皆森が僕の事を無視して、スマホを弄る。場違いに明るい電子音が、僕の耳に劈いた。僕はただ、恐怖で皆森を見つめた。ポイント獲得ならず、残念~、と、皆森のスマホから可愛らしい声が上がった。さっきの衝撃で吹っ飛んだ斧が、皆森の近くの地面に転がっている。突然、皆森が言った。
「何で人って、恐怖を感じるんだと思う?」
皆森が顔を上げる。皆森の瞳の奥に、一切光が映っていなかった。
「恐怖って、動物でも何にしろ、本能で感じるんだって。でも無駄だと思わない?なんかさ、喜怒哀楽とか、全部めんどくさい感じ」
僕は皆森から目が離せなかった。金縛りにあった様に、体がぴくりとも動かない。叫び声も挙げられない、そして、息も出来ない。
皆森が笑う。
「馬鹿はね、理由を欲しがるの。何にも責任が取りたくないから、いざって時に責任逃れ出来る様に。私はただ、スタンフォードの実験の結果が正しかったか、興味があっただけ」
僕は震えながら、皆森を見つめた。
「だ、から……お前が、更生なんて…事、考え…」
え、と皆森が驚く。そして直ぐ納得した様な声を出した。
「あー、羽川君が言っちゃったのかぁ」
僕は絶叫した。
「みっ、峰音も、ほんと、はお前を、虐めてなかった、んだ、ろッ、お……おまえ、いったい、何、何考えてんだよッ」
「実験だよ」
と、皆森が言った。
「峰音のは冤罪事件みたいに出来るかなぁって思ったの。私、あの子嫌いだったし。ま、今回ので、どこまで人が他人に流されるかとかが分かって、面白かった。でも、もうそろそろ終わりにしなきゃね、ばれたら面倒さいもん」
皆森がゆっくりと、立ち上がった。
「おまえ、何……言って…」
皆森が地面に落ちた斧を拾い上げる。そして、斧の柄を僕に差し出した。
「金田君、死んでくれない?」
皆森は微笑んだ。
「今、死ななきゃ、金田君、一生虐められちゃうんだよ?クラスが変わっても、金田君の所に遊びに行くし、エスカレーター式で高校も一緒だしね。因みに私達から逃げたら、あのビデオ、ネットに流すからね。そしたら金田君、大変だね。人生終わっちゃうね」
皆森が僕に近づいた。僕の腕を取る。そして、僕の手の平に、斧の柄を当てた。
「今ここで死んだら、楽になれるよ?ね」
皆森の手が僕の手を包み込み、無理やり斧を僕に握らす。
「あそこの切り株有るでしょ、あそこに頭置いてさ、斧を持った方の腕を、こうやって横に伸ばして、内側に下ろせば簡単だよ」
僕は弱弱しく、斧を握った。皆森の手に引かれ、切り株へ歩く。一歩一歩を踏み出すたびに、足が沈む。

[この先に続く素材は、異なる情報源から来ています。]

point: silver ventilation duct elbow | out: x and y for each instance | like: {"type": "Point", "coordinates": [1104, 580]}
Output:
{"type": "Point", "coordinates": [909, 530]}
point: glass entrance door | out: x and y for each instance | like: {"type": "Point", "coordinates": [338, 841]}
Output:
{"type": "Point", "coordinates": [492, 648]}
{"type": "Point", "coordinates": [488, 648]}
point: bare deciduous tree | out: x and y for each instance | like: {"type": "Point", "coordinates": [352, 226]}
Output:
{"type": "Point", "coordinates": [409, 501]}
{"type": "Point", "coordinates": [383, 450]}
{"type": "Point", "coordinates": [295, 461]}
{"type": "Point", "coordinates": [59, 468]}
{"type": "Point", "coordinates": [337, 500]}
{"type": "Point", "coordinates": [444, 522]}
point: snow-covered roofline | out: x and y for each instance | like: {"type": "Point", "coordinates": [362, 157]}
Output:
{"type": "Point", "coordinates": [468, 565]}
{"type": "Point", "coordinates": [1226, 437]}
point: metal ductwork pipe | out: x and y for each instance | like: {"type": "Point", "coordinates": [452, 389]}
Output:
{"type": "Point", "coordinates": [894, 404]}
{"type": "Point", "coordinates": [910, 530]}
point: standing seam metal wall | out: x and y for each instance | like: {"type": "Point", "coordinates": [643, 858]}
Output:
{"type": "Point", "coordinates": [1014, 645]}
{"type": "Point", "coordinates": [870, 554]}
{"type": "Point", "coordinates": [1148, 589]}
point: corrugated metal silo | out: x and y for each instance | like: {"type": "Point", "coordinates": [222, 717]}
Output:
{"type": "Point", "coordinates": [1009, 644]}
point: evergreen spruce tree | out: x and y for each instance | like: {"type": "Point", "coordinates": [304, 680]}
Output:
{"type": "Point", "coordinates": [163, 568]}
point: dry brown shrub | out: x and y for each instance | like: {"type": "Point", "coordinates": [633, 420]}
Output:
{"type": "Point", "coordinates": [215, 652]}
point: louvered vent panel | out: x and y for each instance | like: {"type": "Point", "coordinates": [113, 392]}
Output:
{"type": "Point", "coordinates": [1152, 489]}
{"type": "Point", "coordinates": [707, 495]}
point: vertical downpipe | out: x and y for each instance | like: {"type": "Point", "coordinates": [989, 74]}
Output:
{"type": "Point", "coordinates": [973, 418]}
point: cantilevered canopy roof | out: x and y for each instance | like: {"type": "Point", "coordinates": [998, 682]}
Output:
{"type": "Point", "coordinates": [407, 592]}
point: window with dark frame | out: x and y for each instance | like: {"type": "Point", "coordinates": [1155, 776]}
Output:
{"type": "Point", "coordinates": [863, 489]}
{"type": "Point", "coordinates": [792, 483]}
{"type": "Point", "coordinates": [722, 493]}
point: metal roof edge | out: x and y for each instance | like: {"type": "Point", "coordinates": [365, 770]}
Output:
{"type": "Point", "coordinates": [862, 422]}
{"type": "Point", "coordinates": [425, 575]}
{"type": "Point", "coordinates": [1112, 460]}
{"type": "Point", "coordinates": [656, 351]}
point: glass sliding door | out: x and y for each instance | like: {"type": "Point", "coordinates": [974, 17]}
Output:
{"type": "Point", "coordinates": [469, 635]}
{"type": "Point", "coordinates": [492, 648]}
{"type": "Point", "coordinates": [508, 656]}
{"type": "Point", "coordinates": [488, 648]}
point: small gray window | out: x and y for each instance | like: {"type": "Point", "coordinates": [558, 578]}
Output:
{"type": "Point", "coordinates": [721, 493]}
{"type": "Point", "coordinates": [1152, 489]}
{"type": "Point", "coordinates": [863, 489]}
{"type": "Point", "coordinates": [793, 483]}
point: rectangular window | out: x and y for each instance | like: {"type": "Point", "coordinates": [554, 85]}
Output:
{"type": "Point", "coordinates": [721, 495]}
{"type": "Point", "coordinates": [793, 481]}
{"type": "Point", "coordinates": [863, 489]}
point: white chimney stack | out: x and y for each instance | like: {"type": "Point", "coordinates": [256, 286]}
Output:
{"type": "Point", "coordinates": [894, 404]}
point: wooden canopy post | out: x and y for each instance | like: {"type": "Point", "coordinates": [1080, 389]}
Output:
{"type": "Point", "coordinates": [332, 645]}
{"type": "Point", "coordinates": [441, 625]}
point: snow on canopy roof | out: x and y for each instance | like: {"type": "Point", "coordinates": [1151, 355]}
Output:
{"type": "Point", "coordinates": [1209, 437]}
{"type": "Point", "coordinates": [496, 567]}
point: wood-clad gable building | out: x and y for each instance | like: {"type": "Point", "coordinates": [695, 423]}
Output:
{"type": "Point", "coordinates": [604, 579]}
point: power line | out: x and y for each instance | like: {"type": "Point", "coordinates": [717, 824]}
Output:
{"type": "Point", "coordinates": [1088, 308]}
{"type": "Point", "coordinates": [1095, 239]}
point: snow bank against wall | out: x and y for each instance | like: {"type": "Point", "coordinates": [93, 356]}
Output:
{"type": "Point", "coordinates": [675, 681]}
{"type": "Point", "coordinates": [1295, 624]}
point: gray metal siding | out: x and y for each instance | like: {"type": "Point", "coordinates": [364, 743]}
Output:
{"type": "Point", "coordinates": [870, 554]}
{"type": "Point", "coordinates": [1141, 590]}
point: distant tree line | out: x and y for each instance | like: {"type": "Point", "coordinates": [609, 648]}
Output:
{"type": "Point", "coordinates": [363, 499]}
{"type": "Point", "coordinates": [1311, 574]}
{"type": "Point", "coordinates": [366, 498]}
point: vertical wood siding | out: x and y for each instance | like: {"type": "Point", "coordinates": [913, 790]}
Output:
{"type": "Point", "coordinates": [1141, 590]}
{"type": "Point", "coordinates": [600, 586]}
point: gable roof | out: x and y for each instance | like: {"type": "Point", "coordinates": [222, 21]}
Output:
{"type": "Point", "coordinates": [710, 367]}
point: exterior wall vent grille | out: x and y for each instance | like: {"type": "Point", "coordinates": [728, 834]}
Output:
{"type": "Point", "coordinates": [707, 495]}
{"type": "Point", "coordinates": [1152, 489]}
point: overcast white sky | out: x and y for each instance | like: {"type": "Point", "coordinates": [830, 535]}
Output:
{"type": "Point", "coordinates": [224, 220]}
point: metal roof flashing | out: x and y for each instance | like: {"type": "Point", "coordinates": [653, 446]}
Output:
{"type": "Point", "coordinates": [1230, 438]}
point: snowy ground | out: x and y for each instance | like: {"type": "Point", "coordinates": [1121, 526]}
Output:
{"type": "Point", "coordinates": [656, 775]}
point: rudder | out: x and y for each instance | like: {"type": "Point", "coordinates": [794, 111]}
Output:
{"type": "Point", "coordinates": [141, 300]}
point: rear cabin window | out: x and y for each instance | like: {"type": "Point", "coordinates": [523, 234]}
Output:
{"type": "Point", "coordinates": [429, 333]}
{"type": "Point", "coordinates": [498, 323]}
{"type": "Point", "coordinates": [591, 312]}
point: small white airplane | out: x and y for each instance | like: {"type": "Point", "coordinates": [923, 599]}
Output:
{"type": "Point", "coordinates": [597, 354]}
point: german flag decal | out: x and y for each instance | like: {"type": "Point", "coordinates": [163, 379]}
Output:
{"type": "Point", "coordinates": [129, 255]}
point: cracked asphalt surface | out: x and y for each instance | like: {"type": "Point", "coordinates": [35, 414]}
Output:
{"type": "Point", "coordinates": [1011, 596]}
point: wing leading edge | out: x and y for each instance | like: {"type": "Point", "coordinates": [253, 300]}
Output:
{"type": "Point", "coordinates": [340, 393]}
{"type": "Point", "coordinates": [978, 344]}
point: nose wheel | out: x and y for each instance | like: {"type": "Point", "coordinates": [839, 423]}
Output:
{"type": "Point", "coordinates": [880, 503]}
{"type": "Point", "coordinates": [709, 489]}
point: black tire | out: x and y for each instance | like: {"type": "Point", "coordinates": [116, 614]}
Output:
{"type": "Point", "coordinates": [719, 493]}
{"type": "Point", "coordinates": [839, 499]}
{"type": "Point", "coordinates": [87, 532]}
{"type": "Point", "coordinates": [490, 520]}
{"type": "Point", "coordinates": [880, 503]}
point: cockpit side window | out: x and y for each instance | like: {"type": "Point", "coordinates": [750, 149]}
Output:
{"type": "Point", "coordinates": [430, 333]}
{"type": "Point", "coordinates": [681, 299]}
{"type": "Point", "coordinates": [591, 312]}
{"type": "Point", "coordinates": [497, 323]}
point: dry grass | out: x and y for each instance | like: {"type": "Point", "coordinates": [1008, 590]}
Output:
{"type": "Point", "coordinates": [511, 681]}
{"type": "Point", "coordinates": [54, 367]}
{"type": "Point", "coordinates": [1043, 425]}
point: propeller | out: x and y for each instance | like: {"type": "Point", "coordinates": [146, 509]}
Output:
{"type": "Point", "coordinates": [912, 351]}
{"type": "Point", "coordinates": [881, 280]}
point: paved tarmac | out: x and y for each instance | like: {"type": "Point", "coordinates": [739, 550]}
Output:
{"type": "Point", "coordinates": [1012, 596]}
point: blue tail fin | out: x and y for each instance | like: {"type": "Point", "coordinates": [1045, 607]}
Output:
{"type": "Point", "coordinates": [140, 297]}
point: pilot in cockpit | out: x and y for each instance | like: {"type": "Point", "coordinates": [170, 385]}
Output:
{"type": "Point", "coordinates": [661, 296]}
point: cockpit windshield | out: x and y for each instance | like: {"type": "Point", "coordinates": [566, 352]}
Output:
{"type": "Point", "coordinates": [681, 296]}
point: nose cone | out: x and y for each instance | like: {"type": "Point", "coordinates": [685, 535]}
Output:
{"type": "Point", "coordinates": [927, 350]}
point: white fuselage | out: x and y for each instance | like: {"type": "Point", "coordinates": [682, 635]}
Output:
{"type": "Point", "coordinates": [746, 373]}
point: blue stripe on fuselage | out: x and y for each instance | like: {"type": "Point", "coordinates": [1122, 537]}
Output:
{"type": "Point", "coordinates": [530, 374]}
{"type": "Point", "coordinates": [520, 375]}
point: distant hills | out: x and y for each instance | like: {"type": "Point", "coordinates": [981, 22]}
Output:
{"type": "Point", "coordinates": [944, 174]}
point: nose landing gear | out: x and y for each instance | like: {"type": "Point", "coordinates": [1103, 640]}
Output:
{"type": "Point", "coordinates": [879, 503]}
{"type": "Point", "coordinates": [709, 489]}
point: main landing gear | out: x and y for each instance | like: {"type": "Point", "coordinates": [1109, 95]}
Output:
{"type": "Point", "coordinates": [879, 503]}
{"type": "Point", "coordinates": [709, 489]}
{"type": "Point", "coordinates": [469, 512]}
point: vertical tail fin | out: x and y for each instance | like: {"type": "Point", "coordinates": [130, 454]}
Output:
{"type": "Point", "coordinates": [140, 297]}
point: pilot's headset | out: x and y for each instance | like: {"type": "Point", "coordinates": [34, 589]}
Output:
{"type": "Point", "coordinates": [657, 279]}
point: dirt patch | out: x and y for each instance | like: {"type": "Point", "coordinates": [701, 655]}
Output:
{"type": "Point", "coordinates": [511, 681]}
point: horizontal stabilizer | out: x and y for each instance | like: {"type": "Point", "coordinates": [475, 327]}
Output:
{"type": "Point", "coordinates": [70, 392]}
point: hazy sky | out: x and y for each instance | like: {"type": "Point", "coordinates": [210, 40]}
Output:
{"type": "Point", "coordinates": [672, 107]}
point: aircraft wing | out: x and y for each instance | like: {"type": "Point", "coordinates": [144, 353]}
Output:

僕は膝を落とし、切り株に耳を付けた。耳の奥から、蜂が飛び回っている様な音が聞こえる。僕は斧を持っている右腕を、首の付け根の延長戦になる様に伸ばした。がくがくと、腕が振るえる。ずぼんが、生温かい液体で満たされているのを感じる。腕が振るえる。手の力が抜け、斧が斜めに傾く。その瞬間、僕は悲鳴を上げ、斧を放り投げて横に転がった。泣きじゃくりながら、皆森の足元に縋り付く。
「ゆるじて、いやだ、じにだくない」
皆森が舌打ちをして、僕の腹を蹴った。皆森が落ちた斧を取りに行く。僕は腹を押さえ、震えながら背を丸め、地面に倒れ込んだ。
「変なの」
皆森が呟きながら、僕の目の前に斧を差し出した。僕の手を引っ張り、無理やり握らせる。
「出来るでしょ?」
僕は過呼吸になりながら、皆森を見つめた。皆森の顔が歪む。
「苛々するなぁ。西崎君は金田君より潔かったよ」
皆森が拗ねたな声を出す。
え。
「やっぱり見た目も悪いと男気も無いね。だから不細工って嫌いなのに」
皆森が溜息をついた。全身が震えるのを感じた。
「なん…で、なんで…お前が……」
僕の顔を見て、皆森が吹きだした。鈴の音の様な笑い声をあげる。
「あのね、高い所から飛び降りても、真下に木があって、助かって言う話よく聞くじゃない?それが本当が確かめたったの。お前がホモだって、ツイートするぞ~、って言ったらね、直ぐに飛び降りて、ふふ、あははっは」
皆森が笑う。
「死んじゃったぁ」
体の震えが止まる。
「有難うね、金田君のお蔭だよ」
僕を見て、皆森が心底驚いた様な声をあげた。
「え……あれ?金田君……気づいて無かったの?あの時、私、金田君の直ぐ近くにいたんだよ?」
「うそ……だ」
僕は呟いた。皆森が不思議そうな顔をする。
「何の利益も無いのに、どうして嘘をつかなきゃいけないの?」
「でも…、携帯に、ごめんって……いしょ、が…」
「それは、私が打ったの」
心臓の音が高まる。僕はゆっくりと斧を握った。皆森に近づく。
「お前……お前、が、リュウを……」
「何言ってんの?」
と、皆森は顔を歪めた。
「西崎君が勝手に死んだんだよ」
僕は斧を振り上げた。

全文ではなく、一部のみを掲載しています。